ECLI:NL:CRVB:2020:3469
Centrale Raad van Beroep
- Hoger beroep
- Rechtspraak.nl
Hoger beroep niet-ontvankelijk wegens gebrek aan procesbelang in sociale zekerheidszaak
In deze zaak heeft appellant hoger beroep ingesteld tegen de uitspraak van de rechtbank Oost-Brabant, die op 25 oktober 2019 het beroep tegen het besluit van het college van burgemeester en wethouders van Heeze en Leende niet-ontvankelijk heeft verklaard. Appellant, geboren in 1953, heeft beperkingen door vaat-, chirurgische en longaandoeningen en heeft aanvragen ingediend voor ondersteuning op grond van de Wet maatschappelijke ondersteuning 2015 (Wmo 2015). Het college heeft deze aanvragen afgewezen, maar later alsnog de gewenste maatwerkvoorzieningen verstrekt.
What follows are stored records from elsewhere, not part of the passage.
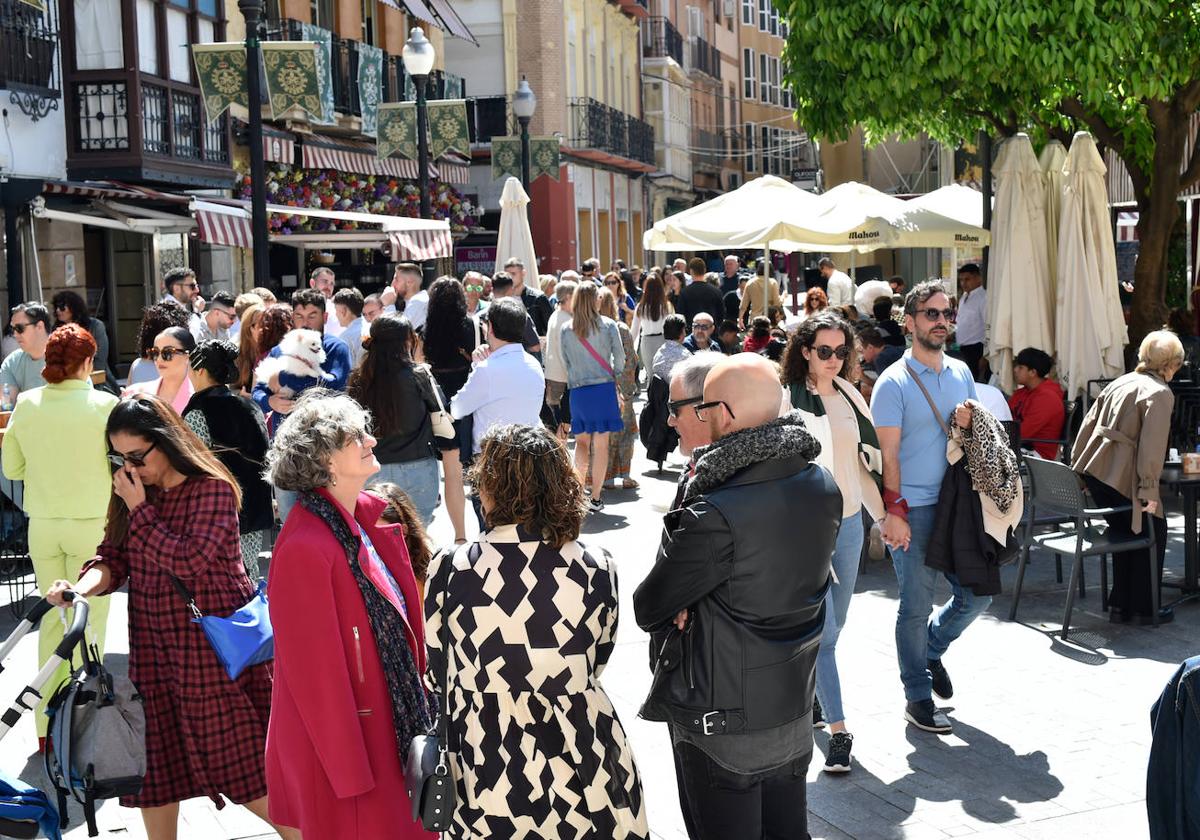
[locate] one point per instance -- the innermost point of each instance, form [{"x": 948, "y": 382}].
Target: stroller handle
[{"x": 78, "y": 621}]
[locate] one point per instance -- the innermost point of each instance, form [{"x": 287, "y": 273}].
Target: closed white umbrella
[
  {"x": 1053, "y": 159},
  {"x": 515, "y": 239},
  {"x": 1091, "y": 327},
  {"x": 1019, "y": 303}
]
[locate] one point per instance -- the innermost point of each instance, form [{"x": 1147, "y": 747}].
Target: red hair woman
[{"x": 55, "y": 444}]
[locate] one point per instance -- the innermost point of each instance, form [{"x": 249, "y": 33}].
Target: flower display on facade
[{"x": 333, "y": 190}]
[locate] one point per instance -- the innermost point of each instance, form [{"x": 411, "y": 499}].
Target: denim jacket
[{"x": 1173, "y": 779}]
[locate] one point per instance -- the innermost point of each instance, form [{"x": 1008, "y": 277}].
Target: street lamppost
[
  {"x": 252, "y": 11},
  {"x": 418, "y": 57},
  {"x": 525, "y": 103}
]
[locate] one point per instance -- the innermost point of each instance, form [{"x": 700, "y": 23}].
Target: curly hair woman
[{"x": 523, "y": 667}]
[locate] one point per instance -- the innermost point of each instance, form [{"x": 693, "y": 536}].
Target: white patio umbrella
[
  {"x": 1053, "y": 159},
  {"x": 515, "y": 238},
  {"x": 1019, "y": 303},
  {"x": 1091, "y": 327}
]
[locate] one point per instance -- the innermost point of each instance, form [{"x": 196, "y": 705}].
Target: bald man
[{"x": 742, "y": 723}]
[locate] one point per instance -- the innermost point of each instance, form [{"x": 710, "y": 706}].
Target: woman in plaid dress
[{"x": 174, "y": 511}]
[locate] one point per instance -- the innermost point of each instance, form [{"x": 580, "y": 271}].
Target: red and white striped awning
[
  {"x": 359, "y": 157},
  {"x": 418, "y": 245}
]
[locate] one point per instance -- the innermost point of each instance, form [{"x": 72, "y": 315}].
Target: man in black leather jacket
[{"x": 736, "y": 605}]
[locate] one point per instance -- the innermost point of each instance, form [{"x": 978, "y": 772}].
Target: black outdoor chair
[{"x": 1055, "y": 489}]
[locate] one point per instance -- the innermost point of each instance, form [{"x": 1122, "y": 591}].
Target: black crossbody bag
[{"x": 431, "y": 786}]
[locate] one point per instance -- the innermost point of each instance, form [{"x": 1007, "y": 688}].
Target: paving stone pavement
[{"x": 1050, "y": 738}]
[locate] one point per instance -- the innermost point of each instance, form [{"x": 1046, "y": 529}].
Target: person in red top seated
[{"x": 1038, "y": 403}]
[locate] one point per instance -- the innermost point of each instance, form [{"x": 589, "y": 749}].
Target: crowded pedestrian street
[{"x": 1050, "y": 737}]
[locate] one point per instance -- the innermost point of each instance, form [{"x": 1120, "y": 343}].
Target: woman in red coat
[{"x": 349, "y": 637}]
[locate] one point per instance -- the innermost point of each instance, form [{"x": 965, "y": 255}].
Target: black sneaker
[
  {"x": 942, "y": 685},
  {"x": 924, "y": 715},
  {"x": 838, "y": 761}
]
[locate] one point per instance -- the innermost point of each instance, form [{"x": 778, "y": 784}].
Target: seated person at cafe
[{"x": 1038, "y": 403}]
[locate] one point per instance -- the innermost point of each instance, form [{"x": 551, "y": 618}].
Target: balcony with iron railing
[
  {"x": 594, "y": 125},
  {"x": 705, "y": 58},
  {"x": 661, "y": 40}
]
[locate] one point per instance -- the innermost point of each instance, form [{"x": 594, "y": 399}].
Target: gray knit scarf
[
  {"x": 718, "y": 461},
  {"x": 409, "y": 705}
]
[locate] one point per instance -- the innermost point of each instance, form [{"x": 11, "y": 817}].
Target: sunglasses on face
[
  {"x": 132, "y": 459},
  {"x": 677, "y": 406},
  {"x": 825, "y": 353},
  {"x": 167, "y": 353}
]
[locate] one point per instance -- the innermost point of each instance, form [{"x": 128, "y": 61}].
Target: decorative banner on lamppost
[
  {"x": 370, "y": 85},
  {"x": 544, "y": 157},
  {"x": 505, "y": 157},
  {"x": 324, "y": 40},
  {"x": 448, "y": 127},
  {"x": 292, "y": 76},
  {"x": 221, "y": 71},
  {"x": 397, "y": 130}
]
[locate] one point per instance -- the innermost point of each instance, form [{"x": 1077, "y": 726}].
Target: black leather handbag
[{"x": 431, "y": 786}]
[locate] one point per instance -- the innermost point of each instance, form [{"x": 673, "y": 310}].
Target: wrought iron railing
[{"x": 661, "y": 40}]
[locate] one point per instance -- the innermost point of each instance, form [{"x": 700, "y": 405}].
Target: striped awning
[
  {"x": 359, "y": 157},
  {"x": 418, "y": 245},
  {"x": 451, "y": 22}
]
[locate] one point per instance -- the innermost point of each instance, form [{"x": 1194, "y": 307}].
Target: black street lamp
[
  {"x": 525, "y": 103},
  {"x": 418, "y": 57},
  {"x": 252, "y": 11}
]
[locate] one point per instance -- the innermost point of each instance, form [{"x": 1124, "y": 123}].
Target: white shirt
[
  {"x": 993, "y": 399},
  {"x": 556, "y": 366},
  {"x": 970, "y": 325},
  {"x": 840, "y": 289},
  {"x": 352, "y": 334},
  {"x": 508, "y": 387}
]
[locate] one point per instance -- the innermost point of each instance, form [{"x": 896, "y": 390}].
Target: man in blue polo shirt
[{"x": 912, "y": 439}]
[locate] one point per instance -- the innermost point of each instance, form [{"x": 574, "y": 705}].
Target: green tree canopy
[{"x": 1126, "y": 70}]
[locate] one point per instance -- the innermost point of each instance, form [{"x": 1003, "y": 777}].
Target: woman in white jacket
[{"x": 815, "y": 365}]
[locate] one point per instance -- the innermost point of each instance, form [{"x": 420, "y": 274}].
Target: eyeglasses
[
  {"x": 132, "y": 460},
  {"x": 676, "y": 406},
  {"x": 705, "y": 406},
  {"x": 825, "y": 353},
  {"x": 167, "y": 353}
]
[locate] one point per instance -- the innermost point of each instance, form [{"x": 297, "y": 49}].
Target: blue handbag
[{"x": 243, "y": 639}]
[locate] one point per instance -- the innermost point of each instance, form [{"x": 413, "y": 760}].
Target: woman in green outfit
[{"x": 55, "y": 443}]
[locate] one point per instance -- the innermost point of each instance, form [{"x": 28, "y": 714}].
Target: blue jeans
[
  {"x": 846, "y": 553},
  {"x": 918, "y": 637},
  {"x": 419, "y": 479}
]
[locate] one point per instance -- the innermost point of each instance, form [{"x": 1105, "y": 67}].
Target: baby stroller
[
  {"x": 96, "y": 738},
  {"x": 24, "y": 810}
]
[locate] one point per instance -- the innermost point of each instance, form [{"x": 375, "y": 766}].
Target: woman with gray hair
[{"x": 349, "y": 636}]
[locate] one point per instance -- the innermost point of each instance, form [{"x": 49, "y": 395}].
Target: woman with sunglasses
[
  {"x": 55, "y": 431},
  {"x": 169, "y": 357},
  {"x": 816, "y": 366},
  {"x": 71, "y": 309},
  {"x": 174, "y": 515},
  {"x": 232, "y": 426}
]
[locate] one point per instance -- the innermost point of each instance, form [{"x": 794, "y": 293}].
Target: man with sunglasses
[
  {"x": 736, "y": 605},
  {"x": 913, "y": 444},
  {"x": 22, "y": 370}
]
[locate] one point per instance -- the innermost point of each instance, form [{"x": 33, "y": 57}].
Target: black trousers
[
  {"x": 1131, "y": 569},
  {"x": 719, "y": 804},
  {"x": 972, "y": 354}
]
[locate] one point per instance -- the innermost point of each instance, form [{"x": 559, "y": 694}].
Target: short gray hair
[
  {"x": 693, "y": 371},
  {"x": 322, "y": 423}
]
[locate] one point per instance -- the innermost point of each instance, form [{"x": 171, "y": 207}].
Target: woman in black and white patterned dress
[{"x": 538, "y": 750}]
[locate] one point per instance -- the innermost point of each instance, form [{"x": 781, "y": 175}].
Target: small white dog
[{"x": 298, "y": 364}]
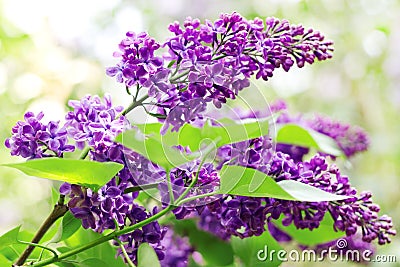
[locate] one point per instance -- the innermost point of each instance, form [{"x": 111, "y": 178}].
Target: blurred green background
[{"x": 51, "y": 51}]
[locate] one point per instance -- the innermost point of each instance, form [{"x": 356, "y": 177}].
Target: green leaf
[
  {"x": 152, "y": 148},
  {"x": 4, "y": 261},
  {"x": 255, "y": 251},
  {"x": 159, "y": 148},
  {"x": 105, "y": 251},
  {"x": 242, "y": 181},
  {"x": 297, "y": 135},
  {"x": 305, "y": 192},
  {"x": 93, "y": 262},
  {"x": 68, "y": 227},
  {"x": 323, "y": 234},
  {"x": 9, "y": 238},
  {"x": 147, "y": 256},
  {"x": 228, "y": 131},
  {"x": 92, "y": 174},
  {"x": 215, "y": 251}
]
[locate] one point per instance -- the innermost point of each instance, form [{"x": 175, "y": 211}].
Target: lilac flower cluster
[
  {"x": 151, "y": 233},
  {"x": 177, "y": 250},
  {"x": 94, "y": 122},
  {"x": 33, "y": 139},
  {"x": 246, "y": 216},
  {"x": 350, "y": 139},
  {"x": 212, "y": 61},
  {"x": 209, "y": 62},
  {"x": 138, "y": 60},
  {"x": 181, "y": 178}
]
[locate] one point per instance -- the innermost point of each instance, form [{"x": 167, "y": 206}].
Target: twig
[{"x": 59, "y": 211}]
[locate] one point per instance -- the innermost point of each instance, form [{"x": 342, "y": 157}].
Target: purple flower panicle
[
  {"x": 33, "y": 139},
  {"x": 95, "y": 122}
]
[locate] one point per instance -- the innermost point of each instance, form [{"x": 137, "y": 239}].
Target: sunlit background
[{"x": 51, "y": 51}]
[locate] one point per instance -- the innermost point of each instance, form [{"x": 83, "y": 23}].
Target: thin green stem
[
  {"x": 103, "y": 239},
  {"x": 84, "y": 153},
  {"x": 182, "y": 74},
  {"x": 39, "y": 246},
  {"x": 140, "y": 188},
  {"x": 128, "y": 260},
  {"x": 133, "y": 105},
  {"x": 194, "y": 181},
  {"x": 196, "y": 197},
  {"x": 170, "y": 190}
]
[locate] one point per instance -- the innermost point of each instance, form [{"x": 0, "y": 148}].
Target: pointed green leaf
[
  {"x": 220, "y": 132},
  {"x": 147, "y": 256},
  {"x": 297, "y": 135},
  {"x": 155, "y": 150},
  {"x": 255, "y": 251},
  {"x": 323, "y": 234},
  {"x": 305, "y": 192},
  {"x": 9, "y": 238},
  {"x": 242, "y": 181},
  {"x": 92, "y": 174}
]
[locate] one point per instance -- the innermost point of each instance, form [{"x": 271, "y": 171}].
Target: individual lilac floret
[
  {"x": 182, "y": 177},
  {"x": 33, "y": 139},
  {"x": 98, "y": 210},
  {"x": 351, "y": 139},
  {"x": 138, "y": 61},
  {"x": 177, "y": 250},
  {"x": 94, "y": 121}
]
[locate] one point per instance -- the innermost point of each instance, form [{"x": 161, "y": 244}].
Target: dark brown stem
[{"x": 59, "y": 211}]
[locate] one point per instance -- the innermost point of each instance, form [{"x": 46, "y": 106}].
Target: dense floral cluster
[
  {"x": 177, "y": 250},
  {"x": 33, "y": 139},
  {"x": 246, "y": 216},
  {"x": 209, "y": 62},
  {"x": 94, "y": 122},
  {"x": 213, "y": 61}
]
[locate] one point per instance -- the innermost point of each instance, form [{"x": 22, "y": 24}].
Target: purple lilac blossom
[
  {"x": 33, "y": 139},
  {"x": 177, "y": 250},
  {"x": 350, "y": 139},
  {"x": 212, "y": 61},
  {"x": 182, "y": 177},
  {"x": 138, "y": 61},
  {"x": 94, "y": 121},
  {"x": 245, "y": 216}
]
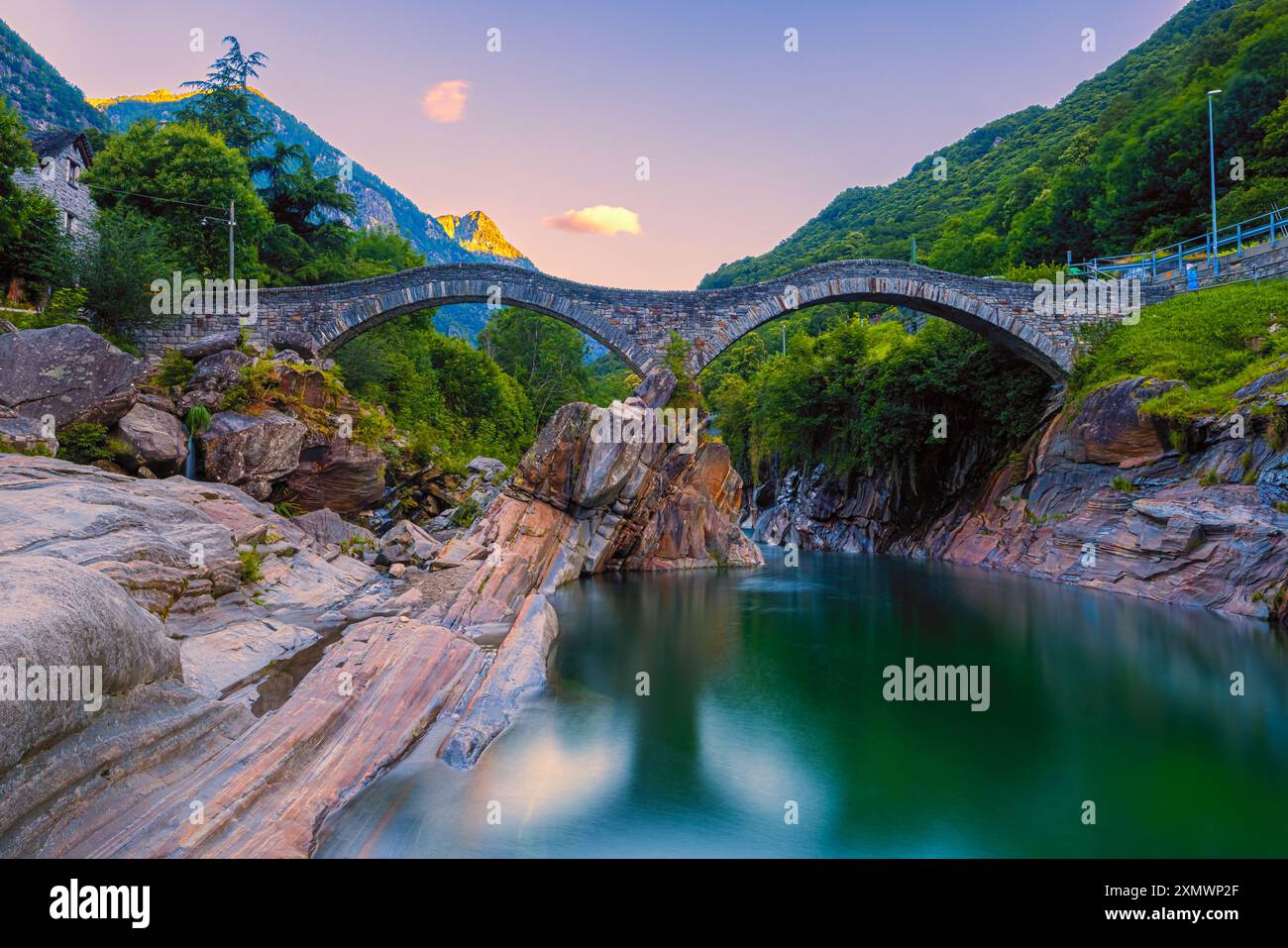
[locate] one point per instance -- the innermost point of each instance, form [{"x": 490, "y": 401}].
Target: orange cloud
[
  {"x": 599, "y": 219},
  {"x": 446, "y": 101}
]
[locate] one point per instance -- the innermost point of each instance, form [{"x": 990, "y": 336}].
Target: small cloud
[
  {"x": 599, "y": 219},
  {"x": 446, "y": 101}
]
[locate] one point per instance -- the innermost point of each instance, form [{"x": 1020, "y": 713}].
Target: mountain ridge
[
  {"x": 1119, "y": 163},
  {"x": 378, "y": 204}
]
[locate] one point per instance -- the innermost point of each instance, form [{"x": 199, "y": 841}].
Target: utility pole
[
  {"x": 1216, "y": 263},
  {"x": 232, "y": 223}
]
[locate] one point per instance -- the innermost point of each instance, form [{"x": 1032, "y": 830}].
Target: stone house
[{"x": 62, "y": 155}]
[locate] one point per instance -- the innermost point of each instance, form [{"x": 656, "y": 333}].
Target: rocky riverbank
[
  {"x": 1103, "y": 496},
  {"x": 259, "y": 669}
]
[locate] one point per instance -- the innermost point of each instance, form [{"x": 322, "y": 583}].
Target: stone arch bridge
[{"x": 638, "y": 324}]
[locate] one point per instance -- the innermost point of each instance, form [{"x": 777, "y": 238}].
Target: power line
[{"x": 154, "y": 197}]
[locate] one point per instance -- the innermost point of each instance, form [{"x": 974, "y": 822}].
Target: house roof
[{"x": 53, "y": 141}]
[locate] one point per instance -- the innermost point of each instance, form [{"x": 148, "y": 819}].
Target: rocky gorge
[
  {"x": 1103, "y": 494},
  {"x": 259, "y": 669}
]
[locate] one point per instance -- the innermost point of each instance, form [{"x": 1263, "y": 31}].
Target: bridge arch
[
  {"x": 369, "y": 312},
  {"x": 1000, "y": 311},
  {"x": 636, "y": 325}
]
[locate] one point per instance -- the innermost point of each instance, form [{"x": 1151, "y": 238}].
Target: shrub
[
  {"x": 197, "y": 419},
  {"x": 88, "y": 442},
  {"x": 465, "y": 514},
  {"x": 174, "y": 369},
  {"x": 252, "y": 563}
]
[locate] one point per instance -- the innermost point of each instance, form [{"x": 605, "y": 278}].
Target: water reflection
[{"x": 765, "y": 687}]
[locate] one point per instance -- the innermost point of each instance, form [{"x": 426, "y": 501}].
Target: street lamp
[{"x": 1216, "y": 263}]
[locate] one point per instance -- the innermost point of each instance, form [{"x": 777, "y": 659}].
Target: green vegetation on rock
[{"x": 1215, "y": 342}]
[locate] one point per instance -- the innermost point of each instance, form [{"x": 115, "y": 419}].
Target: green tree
[
  {"x": 224, "y": 104},
  {"x": 546, "y": 357},
  {"x": 129, "y": 244},
  {"x": 175, "y": 175},
  {"x": 292, "y": 191}
]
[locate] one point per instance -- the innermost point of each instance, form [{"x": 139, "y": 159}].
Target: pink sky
[{"x": 745, "y": 141}]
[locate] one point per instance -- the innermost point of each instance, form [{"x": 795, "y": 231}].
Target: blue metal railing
[{"x": 1168, "y": 263}]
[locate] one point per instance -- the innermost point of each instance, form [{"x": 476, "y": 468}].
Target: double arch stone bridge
[{"x": 638, "y": 324}]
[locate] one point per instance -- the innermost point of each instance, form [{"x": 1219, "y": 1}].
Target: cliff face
[
  {"x": 478, "y": 233},
  {"x": 1102, "y": 496}
]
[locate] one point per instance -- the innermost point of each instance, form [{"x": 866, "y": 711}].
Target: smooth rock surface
[{"x": 69, "y": 372}]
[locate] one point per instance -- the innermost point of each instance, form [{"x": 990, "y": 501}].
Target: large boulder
[
  {"x": 406, "y": 543},
  {"x": 158, "y": 438},
  {"x": 606, "y": 464},
  {"x": 211, "y": 344},
  {"x": 69, "y": 372},
  {"x": 1111, "y": 429},
  {"x": 58, "y": 620},
  {"x": 331, "y": 530},
  {"x": 338, "y": 473},
  {"x": 252, "y": 451},
  {"x": 214, "y": 375},
  {"x": 27, "y": 436}
]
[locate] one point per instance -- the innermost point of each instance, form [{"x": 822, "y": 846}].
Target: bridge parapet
[{"x": 638, "y": 324}]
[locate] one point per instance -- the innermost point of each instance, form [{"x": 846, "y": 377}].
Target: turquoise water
[{"x": 765, "y": 686}]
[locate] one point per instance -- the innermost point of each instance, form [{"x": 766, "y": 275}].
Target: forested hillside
[
  {"x": 38, "y": 90},
  {"x": 1120, "y": 163}
]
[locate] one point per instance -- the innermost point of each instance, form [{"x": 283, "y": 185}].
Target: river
[{"x": 765, "y": 729}]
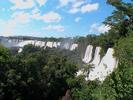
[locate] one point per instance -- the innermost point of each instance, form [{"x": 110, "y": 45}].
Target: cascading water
[
  {"x": 96, "y": 59},
  {"x": 73, "y": 47},
  {"x": 49, "y": 44},
  {"x": 88, "y": 54},
  {"x": 106, "y": 67}
]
De rechtbank oordeelde dat appellant geen procesbelang meer had, omdat het college aan zijn verzoeken had voldaan.
Appellant heeft in hoger beroep aangevoerd dat hij procesbelang heeft, omdat de rechtbank in een eerdere tussenuitspraak had overwogen dat het college medisch onderzoek moest laten verrichten. Appellant stelt dat het college deze verplichting niet is nagekomen en dat hij bij toekomstige aanvragen opnieuw medische informatie moet aanleveren. De Raad voor de Rechtspraak heeft echter geoordeeld dat appellant geen procesbelang heeft, omdat hij met het hoger beroep niets meer kan bereiken. Het college heeft immers de gewenste voorzieningen verstrekt, en de wijze waarop dit is gebeurd is niet relevant voor de beoordeling van het procesbelang.
De Raad concludeert dat het hoger beroep niet-ontvankelijk moet worden verklaard, omdat appellant geen rechtens te honoreren belang meer heeft bij een inhoudelijke beoordeling van zijn beroepsgronden. De uitspraak van de Centrale Raad van Beroep is gedaan op 30 december 2020, waarbij de proceskosten niet zijn toegewezen.